April 20, 2009
== Quote from Jason House (jason.james.house@gmail.com)'s article
> Jason House Wrote:
> >
> > If I understand you correctly, a weak reference library needs to query the GC to see if an object is
marked for collection. How do I do this?
> Here's the implementation I'm currently thinking of:
> weak ref construction:
> Copy pointer into struct without casting
> Call rt_attach_dispose_event
> weak ref dereference:
> copy value into temp var
> ** query gc to see if garbage **
> If not garbage, Recopy value and return
> If garbage set value = null
> dispose of weakly referenced obj:
> set value = null
> The emphasized line is impossible according to the publicized gc interface. Given the delayed
finalization, I don't see any way around it.

You're guaranteed that the GC will notify you when it finalizes the referenced object, so you shouldn't have to query the GC at all.  Just copy the reference into a GC-scannable location and then if you haven't been notified by the GC that the object was finalized the reference is good.
April 20, 2009
Sean Kelly Wrote:

> == Quote from Jason House (jason.james.house@gmail.com)'s article
> > Jason House Wrote:
> > >
> > > If I understand you correctly, a weak reference library needs to query the GC to see if an object is
> marked for collection. How do I do this?
> > Here's the implementation I'm currently thinking of:
> > weak ref construction:
> > Copy pointer into struct without casting
> > Call rt_attach_dispose_event
> > weak ref dereference:
> > copy value into temp var
> > ** query gc to see if garbage **
> > If not garbage, Recopy value and return
> > If garbage set value = null
> > dispose of weakly referenced obj:
> > set value = null
> > The emphasized line is impossible according to the publicized gc interface. Given the delayed
> finalization, I don't see any way around it.
> 
> You're guaranteed that the GC will notify you when it finalizes the referenced object, so you shouldn't have to query the GC at all.  Just copy the reference into a GC-scannable location and then if you haven't been notified by the GC that the object was finalized the reference is good.

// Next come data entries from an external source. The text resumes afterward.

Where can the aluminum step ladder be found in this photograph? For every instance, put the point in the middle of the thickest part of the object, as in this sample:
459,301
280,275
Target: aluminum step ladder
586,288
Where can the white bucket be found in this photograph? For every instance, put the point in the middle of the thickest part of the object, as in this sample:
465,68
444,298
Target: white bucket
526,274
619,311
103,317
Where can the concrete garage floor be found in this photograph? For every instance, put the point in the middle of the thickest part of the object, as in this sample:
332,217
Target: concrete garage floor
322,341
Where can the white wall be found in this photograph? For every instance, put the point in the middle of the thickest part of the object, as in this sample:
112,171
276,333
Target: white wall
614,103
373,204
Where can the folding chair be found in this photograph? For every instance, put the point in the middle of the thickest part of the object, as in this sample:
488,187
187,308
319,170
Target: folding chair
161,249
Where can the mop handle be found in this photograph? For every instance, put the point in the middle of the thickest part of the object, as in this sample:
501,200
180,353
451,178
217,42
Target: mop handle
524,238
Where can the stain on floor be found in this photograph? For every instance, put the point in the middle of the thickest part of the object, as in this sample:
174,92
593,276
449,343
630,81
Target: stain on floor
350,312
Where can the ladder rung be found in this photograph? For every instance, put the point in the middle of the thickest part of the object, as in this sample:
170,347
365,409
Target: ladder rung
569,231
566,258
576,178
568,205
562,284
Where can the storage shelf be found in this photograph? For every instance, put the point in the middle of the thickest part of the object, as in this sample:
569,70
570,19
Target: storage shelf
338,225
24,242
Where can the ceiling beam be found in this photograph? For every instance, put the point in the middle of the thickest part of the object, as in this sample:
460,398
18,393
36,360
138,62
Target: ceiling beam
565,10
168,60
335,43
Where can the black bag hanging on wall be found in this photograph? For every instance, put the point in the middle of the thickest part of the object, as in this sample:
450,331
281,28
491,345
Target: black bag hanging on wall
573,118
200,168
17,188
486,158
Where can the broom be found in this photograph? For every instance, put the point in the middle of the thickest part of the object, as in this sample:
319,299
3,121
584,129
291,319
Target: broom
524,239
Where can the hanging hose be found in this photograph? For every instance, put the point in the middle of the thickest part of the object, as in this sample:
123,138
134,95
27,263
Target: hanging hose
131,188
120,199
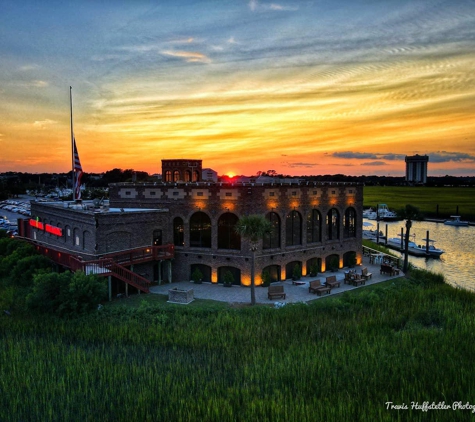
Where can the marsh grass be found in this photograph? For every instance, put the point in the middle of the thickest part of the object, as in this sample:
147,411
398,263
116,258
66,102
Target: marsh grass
340,358
424,198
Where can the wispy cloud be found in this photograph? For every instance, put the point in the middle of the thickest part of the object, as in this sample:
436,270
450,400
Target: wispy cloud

Maybe I misunderstood, but I interpreted earlier discussion in this thread to mean the gc did the following steps:
1. Pause all threads
2. Scan objects to clear marks
3. Scan objects to add marks
4. Resume all threads
5. Scan objects, if no mark then...
    5a. Call object finalizer
    5b. Free memory for later use

Assuming that is correct, any deref of a weak reference is unsafe between steps 4 and 5a. Even though the object may be valid in that window, there's no guarantee that the reference won't be used after step 5b... This would lead to random behavior and seg faults. No self-respecting weak reference library should allow that to happen.

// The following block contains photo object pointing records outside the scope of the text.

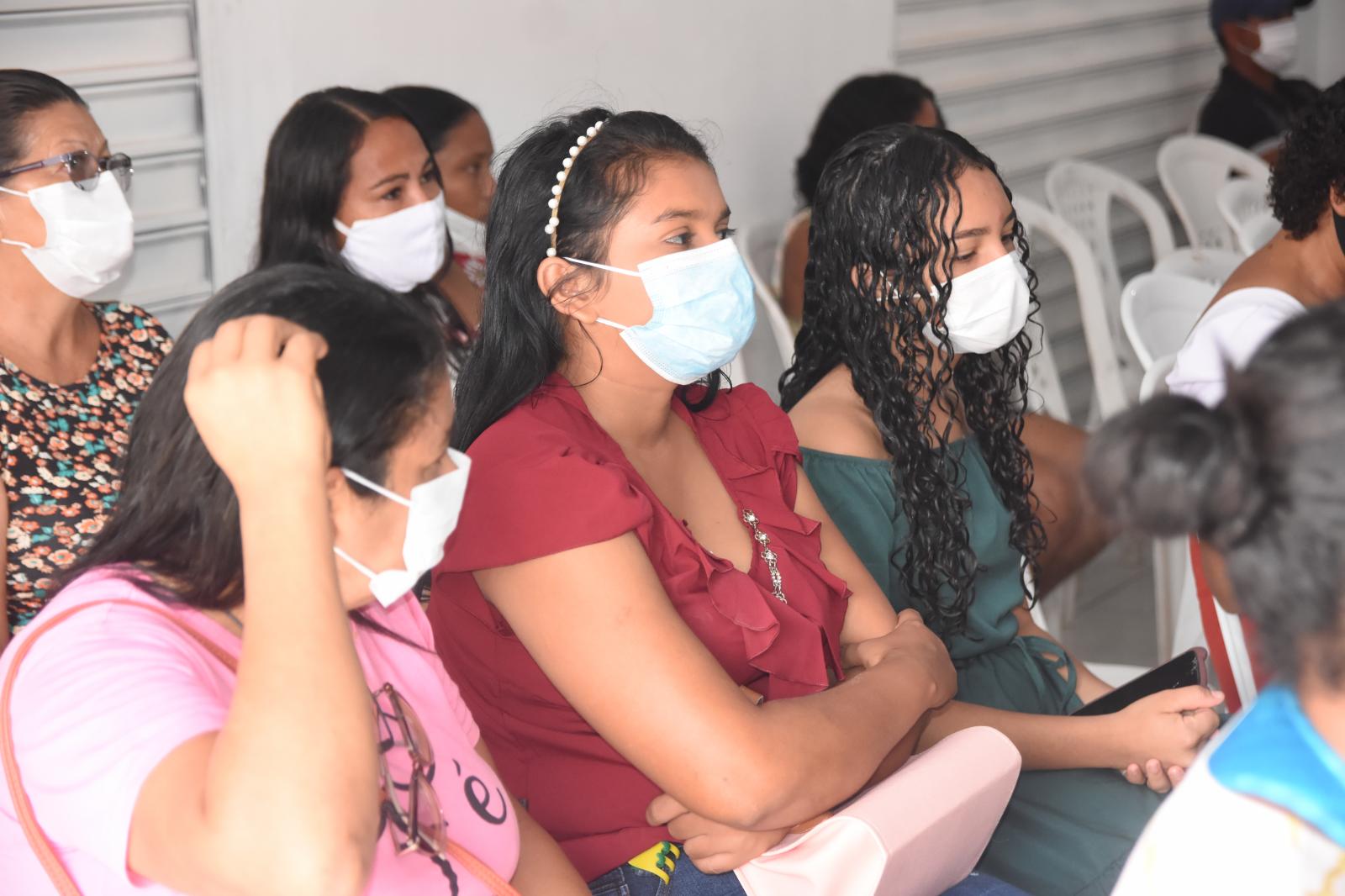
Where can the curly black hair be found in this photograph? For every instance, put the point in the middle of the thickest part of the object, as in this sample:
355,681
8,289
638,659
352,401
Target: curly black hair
888,202
1259,478
860,104
1311,163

I hope I got something wrong and weak refs are easier to implement than I'm currently thinking.
April 20, 2009
== Quote from Jason House (jason.james.house@gmail.com)'s article
> Sean Kelly Wrote:
> >
> > You're guaranteed that the GC will notify you when it finalizes the referenced object, so you shouldn't have to query the GC at all.  Just copy the reference into a GC-scannable location and then if you haven't been notified by the GC that the object was finalized the reference is good.
> Maybe I misunderstood, but I interpreted earlier discussion in this thread to mean the gc did the
following steps:
> 1. Pause all threads
> 2. Scan objects to clear marks
> 3. Scan objects to add marks
> 4. Resume all threads
> 5. Scan objects, if no mark then...
>     5a. Call object finalizer
>     5b. Free memory for later use
> Assuming that is correct, any deref of a weak reference is unsafe between steps 4 and 5a. Even
though the object may be valid in that window, there's no guarantee that the reference won't be used after step 5b... This would lead to random behavior and seg faults. No self-respecting weak reference library should allow that to happen.
> I hope I got something wrong and weak refs are easier to implement than I'm currently thinking.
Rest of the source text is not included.